A 1News analysis of the Facebook group revealed New Zealanders happy to spread blatant Kremlin messaging.

One member, posting on the same day that an air strike pummelled a children’s hospital in Mariupol, shared material directly from Russian state-controlled news outlet Sputnik.

Other Putin “fans” claimed NATO had “opened the doors of hell” and suggested that “history will reflect that Russia intervened when she had to”.

While another Kiwi shared an email he had sent to the Russian embassy in Wellington, saying it was “sad” Putin had added New Zealand to his list of unfriendly countries.

“Please pay no attention to the psychopath lunatic PM Jacinda Ardern,” Russian diplomats were told.

“These circus clowns are not liked here, in fact they are very much hated”.

Foreign policy analyst Stephen Hoadley, an associate professor at Auckland University, said the group appeared to be caught up in a wider Russian effort to create disenfranchisement and distrust in government.

“Every narrative that the Russians put forward blames somebody else - saboteurs, the West, the United States - so this sows dissent and division in the target population,” he said.

“The propaganda easily piggybacks onto existing social discontent and those who are discontented are quite open to conspiracy theories and to the Russian view, the disinformation view, of the world.”

The Russians used a “scatter-gun” approach, with New Zealand at the “end of a long chain of social media”, Hoadley added.

“I don't the Russians are specifically targeting New Zealand, they are targeting social media,” he said.

“They're using proxies - that is individuals or blogs or accounts which are receiving Russian messages and sending them on as if they were their own.

"These are disguised Russian messages, by what the Soviets called ‘useful idiots’.”

Researcher Sanjana Hattotuwa, who works with The Disinformation Project, is actively studying the uptake of Russian messaging in New Zealand and warned it was “very disturbing”.

The propaganda fit into the world-view of some conspiracy theorists, who see Putin as a saviour standing up to the West, he said.

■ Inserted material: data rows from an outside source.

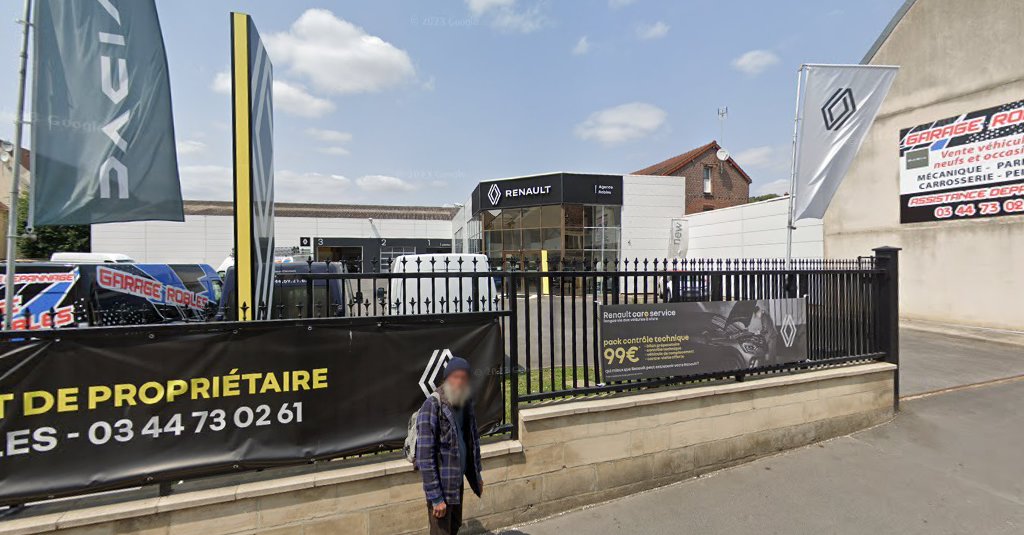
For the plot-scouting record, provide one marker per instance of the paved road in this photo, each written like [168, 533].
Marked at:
[931, 362]
[948, 464]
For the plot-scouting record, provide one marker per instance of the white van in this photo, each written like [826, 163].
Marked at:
[416, 295]
[91, 258]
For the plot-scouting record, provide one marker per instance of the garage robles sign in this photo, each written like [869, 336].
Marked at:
[964, 167]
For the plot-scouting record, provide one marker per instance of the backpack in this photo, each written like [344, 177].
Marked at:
[410, 448]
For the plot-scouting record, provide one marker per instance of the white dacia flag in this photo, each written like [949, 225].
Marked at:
[840, 105]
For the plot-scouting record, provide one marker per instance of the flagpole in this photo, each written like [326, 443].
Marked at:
[793, 170]
[12, 208]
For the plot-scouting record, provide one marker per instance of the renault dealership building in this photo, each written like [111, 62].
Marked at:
[570, 217]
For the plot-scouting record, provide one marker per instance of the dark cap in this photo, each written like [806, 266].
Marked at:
[456, 364]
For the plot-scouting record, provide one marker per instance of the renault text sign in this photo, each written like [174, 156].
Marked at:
[548, 190]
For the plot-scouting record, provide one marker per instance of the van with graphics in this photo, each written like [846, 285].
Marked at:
[64, 295]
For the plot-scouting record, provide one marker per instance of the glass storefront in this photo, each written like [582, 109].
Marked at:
[576, 234]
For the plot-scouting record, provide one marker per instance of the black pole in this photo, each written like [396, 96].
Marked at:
[888, 303]
[513, 375]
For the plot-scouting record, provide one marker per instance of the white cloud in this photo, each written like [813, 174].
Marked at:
[331, 136]
[336, 139]
[768, 159]
[221, 83]
[206, 182]
[622, 123]
[380, 182]
[479, 7]
[190, 147]
[289, 97]
[213, 182]
[508, 16]
[333, 151]
[654, 31]
[582, 46]
[297, 187]
[294, 99]
[755, 62]
[764, 163]
[779, 187]
[337, 56]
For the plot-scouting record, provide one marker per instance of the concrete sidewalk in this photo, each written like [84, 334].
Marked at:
[948, 463]
[931, 361]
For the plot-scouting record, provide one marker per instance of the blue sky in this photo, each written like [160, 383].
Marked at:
[407, 101]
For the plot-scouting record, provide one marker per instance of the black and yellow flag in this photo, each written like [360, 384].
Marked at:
[252, 103]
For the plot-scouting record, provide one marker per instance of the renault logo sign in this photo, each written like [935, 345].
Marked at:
[438, 361]
[839, 109]
[495, 195]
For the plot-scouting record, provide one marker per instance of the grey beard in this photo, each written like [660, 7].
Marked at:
[454, 398]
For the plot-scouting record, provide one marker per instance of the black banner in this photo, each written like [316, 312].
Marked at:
[678, 339]
[108, 408]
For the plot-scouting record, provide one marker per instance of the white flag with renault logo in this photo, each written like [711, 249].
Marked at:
[840, 105]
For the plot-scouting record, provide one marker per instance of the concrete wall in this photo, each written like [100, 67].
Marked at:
[955, 56]
[208, 239]
[649, 203]
[568, 455]
[752, 231]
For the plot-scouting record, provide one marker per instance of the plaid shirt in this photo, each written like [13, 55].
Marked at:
[437, 452]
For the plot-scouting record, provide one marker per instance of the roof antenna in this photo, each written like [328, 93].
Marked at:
[723, 155]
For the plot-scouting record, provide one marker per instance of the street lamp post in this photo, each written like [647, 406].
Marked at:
[16, 163]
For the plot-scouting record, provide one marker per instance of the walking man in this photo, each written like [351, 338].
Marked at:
[448, 448]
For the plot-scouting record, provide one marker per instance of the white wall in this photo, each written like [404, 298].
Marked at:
[649, 204]
[961, 272]
[208, 239]
[752, 231]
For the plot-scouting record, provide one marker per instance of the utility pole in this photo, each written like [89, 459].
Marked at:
[8, 315]
[723, 114]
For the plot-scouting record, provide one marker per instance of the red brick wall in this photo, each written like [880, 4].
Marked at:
[728, 186]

“There is the input of material, but there are also Kiwis producing this material, and there are Kiwis engaging with it, and propagating it, so it's not as if it's an imported thing, it's very, very quickly becoming a domestic thing,” he said.

“And so it is concerning for social cohesion, for the people who believe in this, and, simply put, what people may do offline as a consequence of what they believe online, linked to Russian disinformation.”

Meaning some New Zealanders are living in an alternate reality, immune to the horrors of war.